Friday, June 22, 2012

The True Values of Athletics

Hello Advocates for Injured Athletes readers. My name is Joe Reilly and thanks to my Aunt and founder of A4IA, Beth Mallon, I have recently decided to begin blogging for A4IA.

Athletics has always been a foundation in my life. From a very young age I was hooked on participating in, watching, and discussing sports – part of this is due to the fact that I grew up with two younger brothers to whom I never wanted to lose (similar to the Mallon boys). Baseball was the sport I was drawn to and I was blessed to be able to compete until I graduated from college in May of 2011 from Sewanee: The University of the South in Tennessee. Although I no longer am able to participate I have found an antidote that is nearly as fulfilling: coaching. After graduating college I accepted a position at the Wesleyan School in Norcross, GA as a Middle School history teacher, and cross country and baseball coach.

Life as a coach is much more than statistics. It is certainly much more than wins and losses, which is something that many coaches lose sight of from time to time. Coaches have the rare opportunity to be a leader, coach, and teacher at the same time. Yes, a coach needs to help his or her athletes improve their physical abilities. Yes, a coach needs to strive for success on the field of play. These are both valid goals of a coach that are included in many job descriptions.
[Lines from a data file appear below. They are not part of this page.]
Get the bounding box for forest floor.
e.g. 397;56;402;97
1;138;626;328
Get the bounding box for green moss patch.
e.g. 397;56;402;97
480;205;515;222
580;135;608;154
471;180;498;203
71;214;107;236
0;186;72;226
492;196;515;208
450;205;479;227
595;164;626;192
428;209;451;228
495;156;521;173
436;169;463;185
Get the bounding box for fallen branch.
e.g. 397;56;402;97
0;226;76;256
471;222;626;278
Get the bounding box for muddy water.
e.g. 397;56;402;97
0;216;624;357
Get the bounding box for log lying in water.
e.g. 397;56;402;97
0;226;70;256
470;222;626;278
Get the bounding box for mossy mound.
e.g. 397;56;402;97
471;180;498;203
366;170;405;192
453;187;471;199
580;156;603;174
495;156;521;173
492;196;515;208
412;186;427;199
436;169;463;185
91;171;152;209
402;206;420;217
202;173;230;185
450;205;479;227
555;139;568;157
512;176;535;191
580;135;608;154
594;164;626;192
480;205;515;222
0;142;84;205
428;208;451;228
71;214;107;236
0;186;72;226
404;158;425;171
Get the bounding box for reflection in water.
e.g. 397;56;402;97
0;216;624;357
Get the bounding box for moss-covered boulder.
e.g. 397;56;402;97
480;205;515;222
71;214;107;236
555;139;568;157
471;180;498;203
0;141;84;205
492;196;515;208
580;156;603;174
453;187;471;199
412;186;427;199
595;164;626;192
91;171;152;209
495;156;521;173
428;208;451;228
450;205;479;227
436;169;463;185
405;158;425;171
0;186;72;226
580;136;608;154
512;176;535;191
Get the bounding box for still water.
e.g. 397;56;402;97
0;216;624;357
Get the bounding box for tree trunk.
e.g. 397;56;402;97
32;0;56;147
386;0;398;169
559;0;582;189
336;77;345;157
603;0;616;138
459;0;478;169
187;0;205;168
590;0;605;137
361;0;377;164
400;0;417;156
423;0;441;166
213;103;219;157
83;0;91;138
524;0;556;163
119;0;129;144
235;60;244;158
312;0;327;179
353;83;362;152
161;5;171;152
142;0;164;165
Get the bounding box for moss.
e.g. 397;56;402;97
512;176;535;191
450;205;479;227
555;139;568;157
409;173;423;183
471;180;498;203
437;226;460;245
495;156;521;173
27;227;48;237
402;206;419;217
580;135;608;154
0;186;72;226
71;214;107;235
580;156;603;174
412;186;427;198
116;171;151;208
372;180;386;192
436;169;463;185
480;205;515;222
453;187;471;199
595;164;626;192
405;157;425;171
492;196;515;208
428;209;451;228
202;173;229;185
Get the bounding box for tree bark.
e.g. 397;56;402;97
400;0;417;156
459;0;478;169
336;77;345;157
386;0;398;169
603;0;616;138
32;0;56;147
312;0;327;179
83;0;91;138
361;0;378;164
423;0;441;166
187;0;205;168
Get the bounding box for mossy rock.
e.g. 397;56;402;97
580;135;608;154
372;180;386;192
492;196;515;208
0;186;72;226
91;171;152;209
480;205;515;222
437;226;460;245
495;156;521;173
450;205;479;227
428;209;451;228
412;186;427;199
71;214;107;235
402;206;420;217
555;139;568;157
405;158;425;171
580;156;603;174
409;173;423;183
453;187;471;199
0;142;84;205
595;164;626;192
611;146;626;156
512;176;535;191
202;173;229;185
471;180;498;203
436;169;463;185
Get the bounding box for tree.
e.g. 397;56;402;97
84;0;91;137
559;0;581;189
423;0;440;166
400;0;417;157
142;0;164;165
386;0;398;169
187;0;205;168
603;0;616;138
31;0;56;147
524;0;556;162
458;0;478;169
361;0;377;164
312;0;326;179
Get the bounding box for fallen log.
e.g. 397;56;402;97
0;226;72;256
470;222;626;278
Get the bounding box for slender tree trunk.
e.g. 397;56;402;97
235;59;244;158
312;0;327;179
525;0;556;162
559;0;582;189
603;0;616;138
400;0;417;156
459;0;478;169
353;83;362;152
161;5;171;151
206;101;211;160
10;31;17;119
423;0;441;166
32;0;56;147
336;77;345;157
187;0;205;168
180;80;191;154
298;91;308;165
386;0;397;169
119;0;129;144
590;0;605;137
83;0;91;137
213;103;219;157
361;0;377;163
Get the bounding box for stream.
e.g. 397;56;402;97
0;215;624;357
However, the true goal of every coach should be something that is not explicitly stated in the job description: the teaching of life lessons. Being able to impart the qualities and values of honor, integrity, humility, courage, grace, and resilience upon your athletes is of the utmost importance as a coach regardless of the level. As an athlete failure is inevitable. How an athlete reacts to this failure is a way in which a coach can measure success. If athletes can make the above qualities a part of their everyday lives on and off the field then a coach has achieved perfection.

Advocates for Injured Athletes mission, values, and goals fall directly in line with this. Our mission states: “To promote sports safety and to provide essential support, education, and resources to help keep athletes safe.” Thus, if that means risking success in the win column by removing an injured player from the field of competition then so be it. “Win with humility and lose with grace,” is the common quote many coaches ingrain into their athletes heads. In order to truly fulfill this quote both coaches and athletes alike must have the ability to make safety and the promotion of life lessons the true goal in athletics. A young man or woman’s general health is more important than one run, one touchdown, one basket, or one win. Thus, the education of safety also becomes a life lesson for all. If maintaining the safety of one’s players’ means losing, then coaches and athletes alike should be able to end the game with their heads held high and know that they stuck to the true values of athletic competition.